In our study, the responses of lettuce plants at the earliest stage after artificial inoculation with the pathogen (24 hpi) revealed an overexpression of genes such as ERF1, PAL1, and LOX, which are associated with JA/ET signaling. In addition, the HPL1 and LTC1 genes, of the same signaling pathway, showed their highest expression levels 48 and 72 hpi, respectively. On the other hand, marker genes of the SA signaling pathway such as PRB1 and BG showed their highest induction levels 24 hpi. Interestingly, the SOD, ERF1, MPK, and GST genes were induced at all the evaluated time points. However, these genes exhibited their highest induction at different timepoints; SOD and ERF1 24 hpi, GST 48 hpi, and MPK 72 hpi. These findings show a synergistic activation of both the SA and JA/ET signaling pathways upon inoculation with the pathogen F. oxysporum f. sp. lactucae, particularly in the resistant cultivars, confirming that resistance to F. oxysporum is a genetically complex trait [30]. A similar crosstalk between these two signaling pathways has also been reported in previous studies on the interactions observed between lettuce plants and various pathogens, such as B. cinerea, B. lactucae, and S. sclerotiorum [35,36].
In conclusion, wilt symptoms in lettuce plants in Greece have been associated with race 1 F. oxysporum f. sp. lactucae based on a combination of molecular identification and pathogenicity on a set of differential lettuce cultivars. It is also deduced that some of the commonly used lettuce cultivars in this country exhibit different levels of resistance to race 1 of this pathogen. This observation is important as the use of resistant cultivars is considered as the main method of controlling Fusarium wilt of lettuce [62,65]. However, an integrated management program should be applied in commercial cultivations as it is rather difficult to control Fusarium wilt solely with resistant cultivars [3,62,66]. Such a program could include healthy seed and propagation material, as well as crop rotation [3]. However, the latter management approach is questionable since the pathogen can survive in the soil for long periods, even after rotation with plant species that are not hosts of the specific forma specialis [20,67,68]. Race 1 isolates of the pathogen tend to cause more severe disease symptoms under warmer conditions [61,68], an epidemiological aspect that could be of great importance in the context of climate change. On the other hand, Fusarium wilt symptoms that have already been assigned to race 4 in several European countries are favored in lower temperatures, thus explaining the geographical distribution of this race of the pathogen so far [69].

Supplementary Materials

The following supporting information can be downloaded at: https://www.mdpi.com/article/10.3390/microorganisms11041082/s1, Table S1: Reaction of lettuce cultivars to isolates associated with the four races of Fusarium oxysporum f. sp. lactucae and expressed as disease severity index; Table S2: List of primer sequences used for gene expression analysis in real-time quantitative polymerase chain reaction (RT-qPCR) assays.

Author Contributions

Methodology, investigation, validation, formal analysis, visualization, data curation, writing—original draft preparation, G.T.T. Conceptualization, supervision, writing—review and editing, project administration, G.S.K. All authors have read and agreed to the published version of the manuscript.

Funding

This research received no external funding.
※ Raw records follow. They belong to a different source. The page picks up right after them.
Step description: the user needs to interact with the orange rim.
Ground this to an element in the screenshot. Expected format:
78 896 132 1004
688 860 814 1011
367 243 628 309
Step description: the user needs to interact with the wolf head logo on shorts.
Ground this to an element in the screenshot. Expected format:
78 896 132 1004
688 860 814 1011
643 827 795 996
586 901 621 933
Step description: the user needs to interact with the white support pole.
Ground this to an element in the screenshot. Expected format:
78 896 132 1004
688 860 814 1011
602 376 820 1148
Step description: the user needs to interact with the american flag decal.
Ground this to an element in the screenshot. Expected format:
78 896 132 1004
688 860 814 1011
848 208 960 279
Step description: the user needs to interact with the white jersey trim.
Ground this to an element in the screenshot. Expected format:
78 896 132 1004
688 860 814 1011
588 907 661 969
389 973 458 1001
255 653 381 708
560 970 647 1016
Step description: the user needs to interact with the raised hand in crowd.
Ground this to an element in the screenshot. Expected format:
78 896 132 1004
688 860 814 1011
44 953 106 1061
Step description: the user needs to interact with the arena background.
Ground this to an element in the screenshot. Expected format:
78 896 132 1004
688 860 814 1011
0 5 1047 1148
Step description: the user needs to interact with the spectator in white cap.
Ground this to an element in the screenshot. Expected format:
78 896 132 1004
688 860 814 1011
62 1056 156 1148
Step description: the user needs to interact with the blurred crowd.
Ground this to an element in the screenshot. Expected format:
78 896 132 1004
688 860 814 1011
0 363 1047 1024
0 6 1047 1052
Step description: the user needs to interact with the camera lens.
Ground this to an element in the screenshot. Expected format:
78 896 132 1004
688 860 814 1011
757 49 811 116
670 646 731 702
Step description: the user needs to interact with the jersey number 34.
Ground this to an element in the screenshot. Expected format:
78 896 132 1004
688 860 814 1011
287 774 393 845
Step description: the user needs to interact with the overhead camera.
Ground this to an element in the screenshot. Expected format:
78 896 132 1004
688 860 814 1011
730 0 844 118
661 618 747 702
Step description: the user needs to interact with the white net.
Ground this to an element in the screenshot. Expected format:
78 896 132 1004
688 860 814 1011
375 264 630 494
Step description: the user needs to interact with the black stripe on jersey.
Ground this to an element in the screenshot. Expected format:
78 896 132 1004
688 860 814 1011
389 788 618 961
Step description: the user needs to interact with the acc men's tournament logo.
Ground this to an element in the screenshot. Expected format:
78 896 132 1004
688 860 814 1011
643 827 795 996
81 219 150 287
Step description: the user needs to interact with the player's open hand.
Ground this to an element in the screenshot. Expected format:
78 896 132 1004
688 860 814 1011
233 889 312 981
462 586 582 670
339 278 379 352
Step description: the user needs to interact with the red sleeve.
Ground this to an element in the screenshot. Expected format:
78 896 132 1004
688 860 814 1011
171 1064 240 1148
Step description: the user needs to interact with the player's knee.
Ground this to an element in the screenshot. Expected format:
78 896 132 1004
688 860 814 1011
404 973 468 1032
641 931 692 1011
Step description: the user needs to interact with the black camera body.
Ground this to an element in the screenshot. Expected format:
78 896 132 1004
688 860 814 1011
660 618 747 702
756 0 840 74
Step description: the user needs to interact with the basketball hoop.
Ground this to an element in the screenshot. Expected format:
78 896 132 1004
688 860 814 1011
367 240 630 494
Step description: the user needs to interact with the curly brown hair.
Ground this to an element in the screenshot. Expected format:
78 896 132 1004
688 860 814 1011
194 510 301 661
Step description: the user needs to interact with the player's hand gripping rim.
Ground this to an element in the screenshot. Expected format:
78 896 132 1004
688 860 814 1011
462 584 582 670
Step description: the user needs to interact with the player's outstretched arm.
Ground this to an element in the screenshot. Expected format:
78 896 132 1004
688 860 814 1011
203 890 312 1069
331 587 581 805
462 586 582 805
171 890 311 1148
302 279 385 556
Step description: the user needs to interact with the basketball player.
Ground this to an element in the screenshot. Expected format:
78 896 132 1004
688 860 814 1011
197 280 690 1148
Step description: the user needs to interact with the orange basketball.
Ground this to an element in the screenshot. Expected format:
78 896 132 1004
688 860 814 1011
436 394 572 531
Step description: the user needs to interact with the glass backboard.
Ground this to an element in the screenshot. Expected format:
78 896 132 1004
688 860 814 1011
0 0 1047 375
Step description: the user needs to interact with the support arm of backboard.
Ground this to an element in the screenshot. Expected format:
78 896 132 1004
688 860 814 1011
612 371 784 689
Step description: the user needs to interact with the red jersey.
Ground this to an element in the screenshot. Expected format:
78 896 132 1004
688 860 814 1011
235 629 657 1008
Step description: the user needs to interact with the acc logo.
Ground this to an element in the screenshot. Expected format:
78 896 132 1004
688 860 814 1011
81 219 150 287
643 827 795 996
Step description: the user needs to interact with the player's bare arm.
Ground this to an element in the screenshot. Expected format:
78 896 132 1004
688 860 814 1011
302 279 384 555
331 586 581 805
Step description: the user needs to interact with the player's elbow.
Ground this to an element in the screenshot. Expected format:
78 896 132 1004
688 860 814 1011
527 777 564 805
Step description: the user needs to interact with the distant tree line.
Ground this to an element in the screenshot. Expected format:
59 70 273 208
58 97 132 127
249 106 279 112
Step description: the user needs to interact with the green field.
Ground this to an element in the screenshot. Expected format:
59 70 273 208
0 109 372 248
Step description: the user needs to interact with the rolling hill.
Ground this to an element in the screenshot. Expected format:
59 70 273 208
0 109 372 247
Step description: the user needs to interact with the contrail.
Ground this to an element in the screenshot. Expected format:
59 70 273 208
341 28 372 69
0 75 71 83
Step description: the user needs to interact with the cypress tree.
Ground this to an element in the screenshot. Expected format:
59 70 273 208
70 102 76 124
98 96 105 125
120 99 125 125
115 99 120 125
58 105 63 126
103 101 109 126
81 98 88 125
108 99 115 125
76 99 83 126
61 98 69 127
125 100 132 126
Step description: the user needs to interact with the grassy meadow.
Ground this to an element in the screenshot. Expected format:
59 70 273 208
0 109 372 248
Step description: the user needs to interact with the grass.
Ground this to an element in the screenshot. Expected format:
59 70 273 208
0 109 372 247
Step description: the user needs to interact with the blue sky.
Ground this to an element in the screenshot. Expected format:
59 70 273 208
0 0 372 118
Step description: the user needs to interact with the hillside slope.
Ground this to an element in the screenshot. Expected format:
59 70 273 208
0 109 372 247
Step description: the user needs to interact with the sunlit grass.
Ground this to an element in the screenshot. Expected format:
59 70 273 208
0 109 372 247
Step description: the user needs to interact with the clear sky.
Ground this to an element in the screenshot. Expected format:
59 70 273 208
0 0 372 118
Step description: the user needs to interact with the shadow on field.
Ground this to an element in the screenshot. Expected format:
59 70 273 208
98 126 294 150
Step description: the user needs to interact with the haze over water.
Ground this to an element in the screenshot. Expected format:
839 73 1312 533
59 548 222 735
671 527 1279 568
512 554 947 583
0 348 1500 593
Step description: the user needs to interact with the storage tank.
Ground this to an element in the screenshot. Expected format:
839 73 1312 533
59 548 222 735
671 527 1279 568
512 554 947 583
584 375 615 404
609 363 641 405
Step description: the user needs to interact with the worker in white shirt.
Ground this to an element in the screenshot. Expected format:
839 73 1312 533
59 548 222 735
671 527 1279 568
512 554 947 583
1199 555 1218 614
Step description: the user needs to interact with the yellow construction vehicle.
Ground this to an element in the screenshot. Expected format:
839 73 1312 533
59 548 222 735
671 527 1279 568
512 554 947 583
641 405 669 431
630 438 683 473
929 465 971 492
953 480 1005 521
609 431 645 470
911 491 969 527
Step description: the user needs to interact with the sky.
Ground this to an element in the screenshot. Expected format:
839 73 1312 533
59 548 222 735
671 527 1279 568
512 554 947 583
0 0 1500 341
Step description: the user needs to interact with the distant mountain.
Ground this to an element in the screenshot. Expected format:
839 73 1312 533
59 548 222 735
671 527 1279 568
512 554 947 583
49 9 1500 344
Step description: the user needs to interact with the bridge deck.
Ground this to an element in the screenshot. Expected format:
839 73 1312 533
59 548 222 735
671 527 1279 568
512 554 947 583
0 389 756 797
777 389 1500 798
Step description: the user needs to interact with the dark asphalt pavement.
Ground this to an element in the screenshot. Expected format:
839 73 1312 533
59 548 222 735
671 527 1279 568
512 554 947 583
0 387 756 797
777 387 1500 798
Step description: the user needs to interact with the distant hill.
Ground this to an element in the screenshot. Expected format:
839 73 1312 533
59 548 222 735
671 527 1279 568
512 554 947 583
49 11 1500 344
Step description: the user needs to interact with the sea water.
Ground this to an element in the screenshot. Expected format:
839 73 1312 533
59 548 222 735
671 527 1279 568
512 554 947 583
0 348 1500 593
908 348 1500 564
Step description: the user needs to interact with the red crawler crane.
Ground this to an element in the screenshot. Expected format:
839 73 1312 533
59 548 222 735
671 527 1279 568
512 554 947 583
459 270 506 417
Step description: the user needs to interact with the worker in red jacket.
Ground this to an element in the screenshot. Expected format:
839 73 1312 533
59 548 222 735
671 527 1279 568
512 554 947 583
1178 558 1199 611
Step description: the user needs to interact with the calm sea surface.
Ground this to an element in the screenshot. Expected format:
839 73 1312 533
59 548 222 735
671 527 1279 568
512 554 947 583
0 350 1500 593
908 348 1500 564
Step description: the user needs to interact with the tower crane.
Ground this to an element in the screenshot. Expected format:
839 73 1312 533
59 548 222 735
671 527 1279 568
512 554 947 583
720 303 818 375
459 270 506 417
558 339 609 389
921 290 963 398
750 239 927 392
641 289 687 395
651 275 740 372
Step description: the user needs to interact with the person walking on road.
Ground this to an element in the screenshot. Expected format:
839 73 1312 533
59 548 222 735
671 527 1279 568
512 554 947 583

Data Availability Statement

The data presented in this study are available in this article.

Acknowledgments

The authors would like to thank Antonios Vezyroglou (owner and CEO) and Nikolaos Karatolos (research and development agronomist) from Vezyroglou Farm for enabling the sampling of symptomatic lettuce plants from the field. Chris Daggitsis (quality manager AGRIS S.A.) is highly acknowledged for his assistance in providing the lettuce plants. The authors are grateful to Pavlos Pavlidis (crop specialist, Rijk Zwaan) for supplying and donating all the seeds used in this study and Michela Appiano (lettuce pre-breeder, Rijk Zwaan) for providing the seeds of the differential lettuce cultivars. Monica Höfte (Department of Plants and Crops, Laboratory of Phytopathology, Ghent University, Belgium), Hiroshi Nemoto (NARO Genetic Resources Center, Japan), Johan Meffert (National Plant Protection Organization, The Netherlands), and Maria-Luz Herrero (NIBIO, Division of Biotechnology and Plant Health, Norway) are highly appreciated for providing the Belgian, Japanese, Dutch, and Norwegian isolates, respectively.

Conflicts of Interest

The authors declare no conflict of interest.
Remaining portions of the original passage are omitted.